The homeless are ageing too

 

As our population ages, the homeless are getting older too.  This will present societal challenges in the years ahead. In the early 1990s, only 11 percent of the adult homeless population in the United States was aged 50 and over.  It increased to 37 percent by 2003, and today half of America’s homeless are over 50. 

Margot Kushel, a Professor of Medicine at the University of California in San Francisco, is part of a research team funded by the National Institute of Aging that is looking into how people aged 50 and over become homeless, and what happens to them and their health as a result.  Their (California centric) research finds that as a society we must find ways to adapt existing programs for homeless adults to meet the needs of an aging population, as well as trying to stop older people from losing their homes in the first place.
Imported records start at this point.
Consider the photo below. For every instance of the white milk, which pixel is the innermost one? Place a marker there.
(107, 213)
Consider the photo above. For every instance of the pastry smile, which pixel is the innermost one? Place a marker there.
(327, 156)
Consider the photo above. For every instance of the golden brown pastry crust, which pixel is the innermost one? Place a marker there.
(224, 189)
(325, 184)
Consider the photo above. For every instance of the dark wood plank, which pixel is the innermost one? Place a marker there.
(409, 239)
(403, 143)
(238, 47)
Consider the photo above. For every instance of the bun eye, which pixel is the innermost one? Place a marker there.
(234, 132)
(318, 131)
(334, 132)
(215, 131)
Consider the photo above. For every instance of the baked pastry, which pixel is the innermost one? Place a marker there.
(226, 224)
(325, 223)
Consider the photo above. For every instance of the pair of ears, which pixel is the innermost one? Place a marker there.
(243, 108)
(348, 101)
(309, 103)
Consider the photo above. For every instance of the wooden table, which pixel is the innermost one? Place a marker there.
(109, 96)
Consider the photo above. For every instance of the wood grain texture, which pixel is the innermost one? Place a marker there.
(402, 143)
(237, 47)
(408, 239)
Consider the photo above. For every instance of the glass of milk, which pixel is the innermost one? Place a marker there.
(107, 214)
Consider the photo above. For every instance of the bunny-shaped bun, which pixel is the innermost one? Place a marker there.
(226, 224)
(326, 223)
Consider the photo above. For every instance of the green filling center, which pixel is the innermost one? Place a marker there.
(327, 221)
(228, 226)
Surprisingly, the study results show that a large proportion of the homeless population in Oakland, California first became homeless late in life.  This is unexpected because a common perception of homelessness is that it it afflicts only those with mental health and substance use problems. Their stories follow a similar pattern of men and women who have worked throughout their lives in low-skill, low-wage jobs, with one study participant telling of the shock of losing his job after 27 years.  Another described losing his housing after being evicted when his wife had had a stroke.   Job loss, illness, a new disability, the death of a loved one or an interaction with the criminal justice system are all possible causes. The other half of the older homeless surveyed had been homeless on and off for many years, cycling through jails, prisons and hospitals.

The major issue is a health one.  Research shows that homeless people in their 50’s and 60’s commonly develop health problems normally seen in people in their 70’s and 80’s, and often don’t have the means to obtain adequate medical care.  Health care providers dealing with the homeless must now manage chronic diseases such as diabetes and heart and lung disease, as well as general aging issues such as the ability to manage daily tasks and deteriorating vision and hearing.  However, effective health regimes are made difficult when someone is homeless. 

Thus, the research highlights that current systems set up in the 1980s are not designed to serve an aging population.  For example, people at high risk of falls are put at risk by bunk beds or by bathrooms in shared facilities that do not have grab bars and slip-resistant floors.  Many require personal care assistants to enable them to bath and dress. The study suggests that many older homeless adults will require nursing home placement, some of which could have been avoided with earlier housing and home-based services. 

Kushel also comments that “to put it bluntly, as a society, we face the specter of older adults dying on the streets.”  Not a nice thought. Older homeless adults die at a rate four to five times what would be expected in the general population . They die from the same causes as do other people – heart disease and cancer – but they do so 20 to 30 years earlier.   Effectively caring for the aged is something societies the world over are grappling with, and the homeless present an especially difficult case.